La semaine dernière, on y a découvert, morte, la mère d’une enfant de 12 ans, lourdement handicapée. Incapable d’endurer plus longtemps les souffrances de sa fille, elle l’avait tuée, il y a plus d’un an. Après quelque chose qui ressemble à un procès, elle s’en est allée finir de perdre la boule dans un asile où on lui a laissé assez de corde pour se pendre.

Culpabilité, désespoir, démence. Sa famille s’interroge sur l’incompétence de ceux qui l’ont laissée sans surveillance, d’autres, se souvenant du regard vide de Robert Latimer en route vers sa geôle, se questionnent sur la fragilité des frontières entre meurtre, délivrance et compassion.

Il y a loin d’ici, en terre sainte, des enfants encore en couche-culotte que l’on déguise en bombe humaine.

Sur les photos retrouvées par la police, on les voit ainsi affublés lors des fêtes, portant le bandeau aux couleurs du Hamas, une ceinture d’explosifs factice autour du petit pantalon et de la Pampers.

Quelques porte-parole palestiniens expliquent: "Il s’agit d’une coutume en vogue dans les mariages et les remises de diplômes… C’est dans ce terreau fait de désespoir et d’identité bafouée que naissent les vocations de martyr", ajoute-t-il, pour justifier l’immonde mode.

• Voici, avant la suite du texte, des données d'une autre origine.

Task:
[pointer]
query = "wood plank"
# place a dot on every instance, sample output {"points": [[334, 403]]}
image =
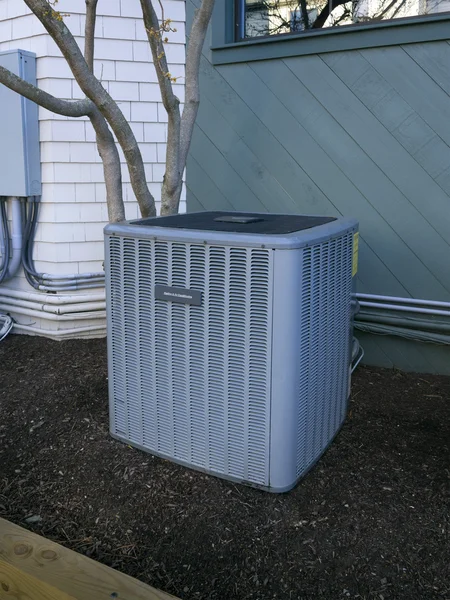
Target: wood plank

Il n’ira certes pas dire ce que l’on soupçonne. Depuis le 11 septembre, l’islam bascule peu à peu dans les camps des islamistes, fous de dieux de toute sorte, et en perd le sens de la société civile.

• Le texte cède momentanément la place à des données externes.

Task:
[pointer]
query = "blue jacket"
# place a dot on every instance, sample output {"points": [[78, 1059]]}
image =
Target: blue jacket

Mais de dieux, comme de la patrie, un enfant de deux ans n’en a assurément rien à foutre.

C’est un mensonge, de la démence, on ne construit ni une patrie ni une société en suicidant ses enfants.

Et la petite bombe qui sourit n’a pas de libre arbitre, il ne se pare de dynamite que pour faire plaisir à ses connards de parents qui lui disent: "Très bien, bravo, c’est ainsi que tu seras un homme, mon fils!"

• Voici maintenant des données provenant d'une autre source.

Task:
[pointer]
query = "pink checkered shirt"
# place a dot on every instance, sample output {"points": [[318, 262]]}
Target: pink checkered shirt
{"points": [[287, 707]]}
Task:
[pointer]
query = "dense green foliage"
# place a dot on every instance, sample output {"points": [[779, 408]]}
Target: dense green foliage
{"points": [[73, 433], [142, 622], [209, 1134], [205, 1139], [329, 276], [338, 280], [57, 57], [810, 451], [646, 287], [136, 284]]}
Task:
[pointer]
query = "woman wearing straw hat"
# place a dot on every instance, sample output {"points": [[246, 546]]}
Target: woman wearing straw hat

Quel rapport entre ces trois histoires? Démontrer la différence entre la valeur que l’on attache à une vie d’enfant d’ici, à une vie d’enfant de Palestine? Non.

On raconte dans la légende de l’Apocalypse qu’il existe quelque part un réservoir d’âmes. Qu’il en est donnée une à chaque enfant lorsqu’il vient au monde. Que le monde s’arrêtera lorsque ce réservoir sera vide.

Mais a-t-on le droit de tricher?

Je voudrais bien savoir, quelqu’un, peut-être Kermit la grenouille, tient le compte entre ceux que l’on force à partir et ceux qui auraient bien voulu rester?